Etienne Crickx, Jean-David Bouaziz, Gwenaël Lorillon, Mathilde de Menthon, Florence Cordoliani, Emmanuell Bugnet, Martine Bagot, Michel Rybojad, Samia Mourah, Abdellatif Tazi
DOI: 10.2340/00015555-2674

Langerhans cell histiocytosis is a rare histiocytic disorder for which skin involvement and management are poorly described in adults. The aim of this retrospective monocentric study in a national reference centre is to describe the clinical characteristics, quality of life, BRAF mutation status and outcomes of skin involvement in adult patients with Langerhans cell histiocytosis. Twenty-five patients (14 females, mean age 47 years) were included, with a median follow-up of 33 months (range 4–420 months).

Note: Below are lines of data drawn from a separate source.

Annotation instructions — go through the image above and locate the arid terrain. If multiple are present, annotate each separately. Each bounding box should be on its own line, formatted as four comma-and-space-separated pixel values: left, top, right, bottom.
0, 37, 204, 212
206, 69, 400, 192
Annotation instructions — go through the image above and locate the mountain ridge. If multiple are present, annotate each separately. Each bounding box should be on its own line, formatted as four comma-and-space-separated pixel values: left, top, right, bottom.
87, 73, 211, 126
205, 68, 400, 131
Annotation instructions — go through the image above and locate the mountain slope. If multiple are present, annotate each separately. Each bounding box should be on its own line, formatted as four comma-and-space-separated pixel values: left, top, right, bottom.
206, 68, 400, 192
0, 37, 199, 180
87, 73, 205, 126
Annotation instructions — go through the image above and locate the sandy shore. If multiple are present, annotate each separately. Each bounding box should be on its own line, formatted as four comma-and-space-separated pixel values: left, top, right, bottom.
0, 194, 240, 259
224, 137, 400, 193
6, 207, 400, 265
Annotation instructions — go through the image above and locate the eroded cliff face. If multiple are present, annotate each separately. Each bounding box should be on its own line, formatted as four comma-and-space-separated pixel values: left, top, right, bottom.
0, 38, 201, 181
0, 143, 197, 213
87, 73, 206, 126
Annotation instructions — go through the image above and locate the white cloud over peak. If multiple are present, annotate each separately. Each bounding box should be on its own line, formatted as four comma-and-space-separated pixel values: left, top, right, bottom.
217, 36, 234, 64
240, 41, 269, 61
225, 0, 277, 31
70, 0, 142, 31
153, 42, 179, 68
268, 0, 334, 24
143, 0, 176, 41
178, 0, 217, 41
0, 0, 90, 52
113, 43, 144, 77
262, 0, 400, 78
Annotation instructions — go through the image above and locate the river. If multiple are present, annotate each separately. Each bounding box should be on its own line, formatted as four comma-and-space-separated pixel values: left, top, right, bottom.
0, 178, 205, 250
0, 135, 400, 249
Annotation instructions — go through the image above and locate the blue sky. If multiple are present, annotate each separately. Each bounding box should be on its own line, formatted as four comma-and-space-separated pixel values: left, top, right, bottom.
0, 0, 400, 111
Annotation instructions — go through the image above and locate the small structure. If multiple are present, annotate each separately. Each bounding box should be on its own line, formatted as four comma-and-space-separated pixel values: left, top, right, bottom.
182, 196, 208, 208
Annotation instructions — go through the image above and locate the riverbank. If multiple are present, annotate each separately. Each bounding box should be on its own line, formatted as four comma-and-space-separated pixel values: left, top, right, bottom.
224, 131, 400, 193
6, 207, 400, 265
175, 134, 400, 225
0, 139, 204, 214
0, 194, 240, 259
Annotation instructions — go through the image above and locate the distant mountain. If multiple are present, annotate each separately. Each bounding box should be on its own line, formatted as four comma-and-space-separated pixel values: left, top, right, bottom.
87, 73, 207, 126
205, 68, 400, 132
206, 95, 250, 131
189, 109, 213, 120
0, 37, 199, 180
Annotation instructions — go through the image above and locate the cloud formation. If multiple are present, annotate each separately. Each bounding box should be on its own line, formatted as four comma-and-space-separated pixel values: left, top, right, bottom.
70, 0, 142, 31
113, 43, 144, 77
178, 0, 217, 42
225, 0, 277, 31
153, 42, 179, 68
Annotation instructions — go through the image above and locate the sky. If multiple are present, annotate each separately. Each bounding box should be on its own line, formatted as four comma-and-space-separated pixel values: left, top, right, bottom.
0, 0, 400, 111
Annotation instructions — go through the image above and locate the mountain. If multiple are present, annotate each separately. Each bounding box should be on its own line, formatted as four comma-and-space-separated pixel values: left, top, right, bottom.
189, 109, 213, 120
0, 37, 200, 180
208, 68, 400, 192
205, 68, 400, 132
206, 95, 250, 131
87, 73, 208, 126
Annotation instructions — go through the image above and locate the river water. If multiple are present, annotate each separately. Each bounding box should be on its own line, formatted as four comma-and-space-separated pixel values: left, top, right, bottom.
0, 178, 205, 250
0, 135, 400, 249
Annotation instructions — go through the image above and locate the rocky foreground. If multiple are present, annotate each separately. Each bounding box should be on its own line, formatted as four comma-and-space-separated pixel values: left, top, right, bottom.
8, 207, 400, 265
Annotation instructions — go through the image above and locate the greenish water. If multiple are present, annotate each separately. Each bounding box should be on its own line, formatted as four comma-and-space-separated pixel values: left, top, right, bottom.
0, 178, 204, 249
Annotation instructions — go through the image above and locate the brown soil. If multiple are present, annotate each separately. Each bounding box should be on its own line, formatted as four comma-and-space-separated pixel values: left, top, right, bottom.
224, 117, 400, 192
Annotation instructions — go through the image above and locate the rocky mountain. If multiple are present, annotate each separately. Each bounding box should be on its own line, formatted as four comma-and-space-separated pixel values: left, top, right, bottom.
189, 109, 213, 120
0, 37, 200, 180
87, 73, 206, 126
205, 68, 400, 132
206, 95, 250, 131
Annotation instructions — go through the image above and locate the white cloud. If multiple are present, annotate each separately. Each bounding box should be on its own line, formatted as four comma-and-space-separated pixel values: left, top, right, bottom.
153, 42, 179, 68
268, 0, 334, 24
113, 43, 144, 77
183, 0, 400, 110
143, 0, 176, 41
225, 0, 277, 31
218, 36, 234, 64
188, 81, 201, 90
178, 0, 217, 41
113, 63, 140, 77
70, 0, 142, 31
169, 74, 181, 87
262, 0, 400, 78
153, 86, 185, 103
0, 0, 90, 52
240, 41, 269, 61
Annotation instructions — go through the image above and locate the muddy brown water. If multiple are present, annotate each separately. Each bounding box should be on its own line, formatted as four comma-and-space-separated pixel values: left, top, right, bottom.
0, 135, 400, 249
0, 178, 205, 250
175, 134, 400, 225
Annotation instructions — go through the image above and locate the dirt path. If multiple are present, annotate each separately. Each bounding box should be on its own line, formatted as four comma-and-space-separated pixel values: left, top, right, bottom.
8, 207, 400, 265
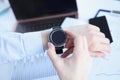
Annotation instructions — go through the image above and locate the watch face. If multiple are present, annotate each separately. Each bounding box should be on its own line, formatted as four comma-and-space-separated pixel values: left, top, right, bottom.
49, 29, 67, 47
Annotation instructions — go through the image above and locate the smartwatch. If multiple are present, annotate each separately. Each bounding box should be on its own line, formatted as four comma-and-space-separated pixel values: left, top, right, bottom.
49, 27, 67, 54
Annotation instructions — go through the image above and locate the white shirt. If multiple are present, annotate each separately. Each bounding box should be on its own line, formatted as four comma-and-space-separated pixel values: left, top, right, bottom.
0, 31, 56, 80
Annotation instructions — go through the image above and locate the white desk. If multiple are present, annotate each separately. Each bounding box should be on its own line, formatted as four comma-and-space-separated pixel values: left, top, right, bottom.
0, 0, 120, 80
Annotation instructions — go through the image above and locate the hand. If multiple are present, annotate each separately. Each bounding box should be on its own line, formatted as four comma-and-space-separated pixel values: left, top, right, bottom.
48, 33, 92, 80
62, 25, 111, 58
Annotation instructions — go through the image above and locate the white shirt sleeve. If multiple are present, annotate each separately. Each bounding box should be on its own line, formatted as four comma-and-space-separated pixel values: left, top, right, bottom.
0, 31, 44, 60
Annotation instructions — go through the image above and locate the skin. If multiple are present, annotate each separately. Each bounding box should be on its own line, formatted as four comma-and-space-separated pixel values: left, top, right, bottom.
48, 32, 92, 80
42, 24, 111, 58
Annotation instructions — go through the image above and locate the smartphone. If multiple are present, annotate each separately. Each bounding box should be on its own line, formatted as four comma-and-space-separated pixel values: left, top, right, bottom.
89, 16, 113, 43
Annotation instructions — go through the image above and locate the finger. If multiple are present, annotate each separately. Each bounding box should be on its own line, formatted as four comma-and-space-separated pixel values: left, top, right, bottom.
65, 39, 74, 48
47, 42, 59, 64
88, 25, 100, 31
61, 47, 73, 58
89, 30, 105, 38
65, 31, 75, 39
89, 44, 111, 52
90, 36, 110, 45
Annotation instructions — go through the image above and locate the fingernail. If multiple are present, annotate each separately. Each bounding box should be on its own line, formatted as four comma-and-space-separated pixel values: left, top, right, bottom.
48, 42, 51, 49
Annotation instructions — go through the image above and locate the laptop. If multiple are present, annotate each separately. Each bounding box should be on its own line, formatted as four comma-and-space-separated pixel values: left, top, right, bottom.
9, 0, 78, 33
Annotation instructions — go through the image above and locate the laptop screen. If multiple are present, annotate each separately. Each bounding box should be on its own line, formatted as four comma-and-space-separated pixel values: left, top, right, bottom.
9, 0, 77, 20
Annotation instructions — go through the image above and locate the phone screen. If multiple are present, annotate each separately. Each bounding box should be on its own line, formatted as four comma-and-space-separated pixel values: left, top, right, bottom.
89, 16, 113, 43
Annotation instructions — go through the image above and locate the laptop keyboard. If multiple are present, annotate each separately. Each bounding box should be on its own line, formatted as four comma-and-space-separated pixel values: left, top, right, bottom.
16, 17, 65, 33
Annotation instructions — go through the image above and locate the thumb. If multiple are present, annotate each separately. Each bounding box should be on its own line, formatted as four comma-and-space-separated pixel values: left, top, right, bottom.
47, 42, 59, 64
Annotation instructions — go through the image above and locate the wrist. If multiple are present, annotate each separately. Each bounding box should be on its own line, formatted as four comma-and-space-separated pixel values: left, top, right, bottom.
42, 29, 52, 50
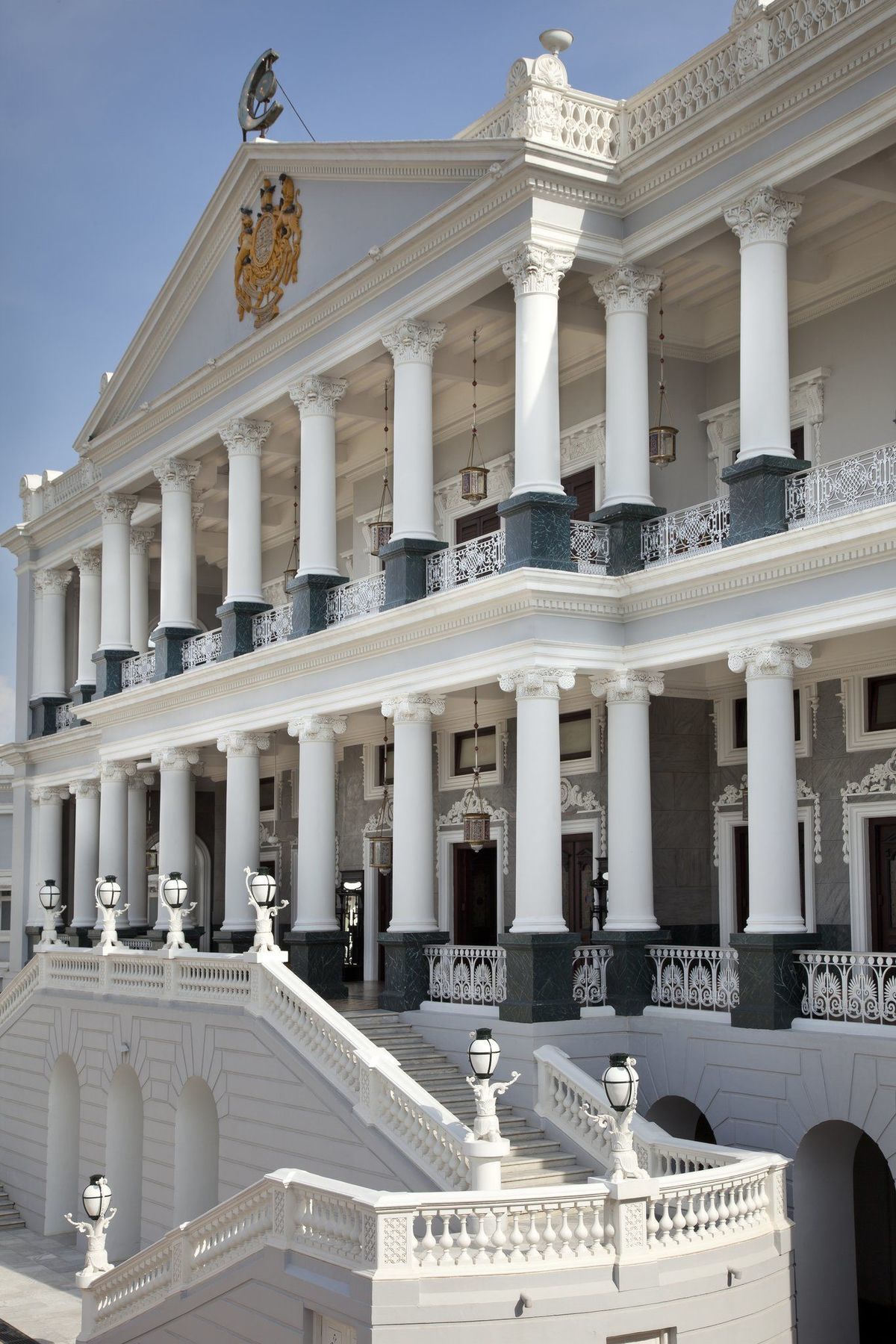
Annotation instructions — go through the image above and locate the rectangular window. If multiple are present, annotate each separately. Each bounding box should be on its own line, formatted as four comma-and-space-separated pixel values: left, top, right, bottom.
454, 729, 497, 774
560, 709, 591, 761
865, 672, 896, 732
735, 691, 802, 747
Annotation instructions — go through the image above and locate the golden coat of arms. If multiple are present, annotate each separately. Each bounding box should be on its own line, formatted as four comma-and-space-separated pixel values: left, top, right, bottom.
234, 172, 302, 326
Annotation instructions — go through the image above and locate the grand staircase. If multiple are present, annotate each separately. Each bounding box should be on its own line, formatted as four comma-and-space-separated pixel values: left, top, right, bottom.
343, 1003, 597, 1189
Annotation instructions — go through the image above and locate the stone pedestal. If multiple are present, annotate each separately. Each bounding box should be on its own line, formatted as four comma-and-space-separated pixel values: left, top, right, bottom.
498, 491, 576, 571
721, 453, 806, 546
380, 536, 445, 612
286, 574, 348, 638
284, 929, 349, 1007
731, 933, 812, 1031
379, 929, 449, 1012
590, 504, 666, 574
594, 929, 669, 1018
498, 933, 579, 1021
216, 602, 270, 662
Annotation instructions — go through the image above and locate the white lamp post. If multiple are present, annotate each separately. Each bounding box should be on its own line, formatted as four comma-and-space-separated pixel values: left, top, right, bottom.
464, 1027, 520, 1189
66, 1175, 117, 1289
94, 872, 128, 957
579, 1054, 647, 1180
35, 877, 66, 951
243, 868, 289, 961
158, 872, 196, 957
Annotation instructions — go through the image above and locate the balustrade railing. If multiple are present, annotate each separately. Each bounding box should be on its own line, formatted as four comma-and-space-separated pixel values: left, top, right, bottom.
326, 574, 385, 625
785, 444, 896, 529
641, 497, 731, 567
570, 521, 610, 574
572, 944, 612, 1008
121, 649, 156, 691
423, 944, 506, 1005
426, 529, 505, 595
180, 630, 220, 672
797, 951, 896, 1024
252, 602, 293, 649
647, 944, 740, 1012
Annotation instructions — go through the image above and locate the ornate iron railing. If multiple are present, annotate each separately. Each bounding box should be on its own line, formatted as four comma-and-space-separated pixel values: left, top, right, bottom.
426, 531, 505, 595
252, 602, 293, 649
180, 630, 220, 672
787, 444, 896, 528
572, 944, 612, 1008
570, 523, 610, 574
647, 945, 740, 1012
641, 497, 731, 566
326, 574, 385, 625
121, 649, 156, 691
797, 951, 896, 1024
425, 944, 506, 1004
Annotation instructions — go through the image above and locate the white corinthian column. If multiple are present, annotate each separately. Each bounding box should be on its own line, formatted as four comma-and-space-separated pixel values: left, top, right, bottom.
383, 694, 445, 933
289, 714, 345, 933
728, 640, 812, 933
591, 668, 664, 933
725, 187, 802, 462
381, 319, 445, 541
498, 668, 575, 933
219, 420, 271, 605
153, 457, 199, 630
503, 243, 575, 494
591, 266, 662, 508
289, 373, 348, 576
217, 732, 270, 933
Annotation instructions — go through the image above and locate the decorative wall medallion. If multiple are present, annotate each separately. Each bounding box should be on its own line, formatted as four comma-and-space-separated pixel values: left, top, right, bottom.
234, 172, 302, 326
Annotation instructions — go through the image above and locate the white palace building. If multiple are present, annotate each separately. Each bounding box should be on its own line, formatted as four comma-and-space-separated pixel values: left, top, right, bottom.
0, 0, 896, 1344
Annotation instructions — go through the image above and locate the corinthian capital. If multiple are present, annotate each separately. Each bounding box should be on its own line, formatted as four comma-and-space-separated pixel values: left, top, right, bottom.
217, 732, 270, 761
591, 266, 662, 316
501, 243, 575, 299
94, 494, 137, 523
383, 692, 445, 723
724, 187, 803, 247
591, 668, 664, 704
152, 457, 199, 494
380, 317, 445, 364
217, 418, 271, 457
34, 570, 71, 597
728, 640, 812, 682
289, 373, 348, 420
498, 668, 575, 700
286, 714, 346, 742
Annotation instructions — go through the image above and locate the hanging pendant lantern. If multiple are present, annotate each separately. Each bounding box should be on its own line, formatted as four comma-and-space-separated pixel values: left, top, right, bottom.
461, 332, 489, 504
367, 379, 392, 556
371, 715, 392, 877
649, 281, 679, 467
464, 689, 491, 853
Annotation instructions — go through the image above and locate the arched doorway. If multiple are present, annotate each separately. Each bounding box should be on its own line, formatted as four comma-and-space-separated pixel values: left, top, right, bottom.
173, 1078, 219, 1227
647, 1095, 716, 1144
43, 1055, 81, 1236
106, 1065, 144, 1262
794, 1119, 896, 1344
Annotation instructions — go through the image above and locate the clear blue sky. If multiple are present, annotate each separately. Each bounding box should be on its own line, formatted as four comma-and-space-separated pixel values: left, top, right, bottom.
0, 0, 732, 741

Patients experienced poor dermatological quality of life despite low body surface involvement. BRAFV600 mutations were detected in 8 of the 18 patients analysed (45%). Eight patients had an associated malignancy. Several treatment options were used and consisted of surgery, topical steroids and carmustine, thalidomide, methotrexate, vinblastine and steroids and cladribine. This study highlights the need to evaluate quality of life and to screen for associated malignancy in adult patients with Langerhans cell histiocytosis.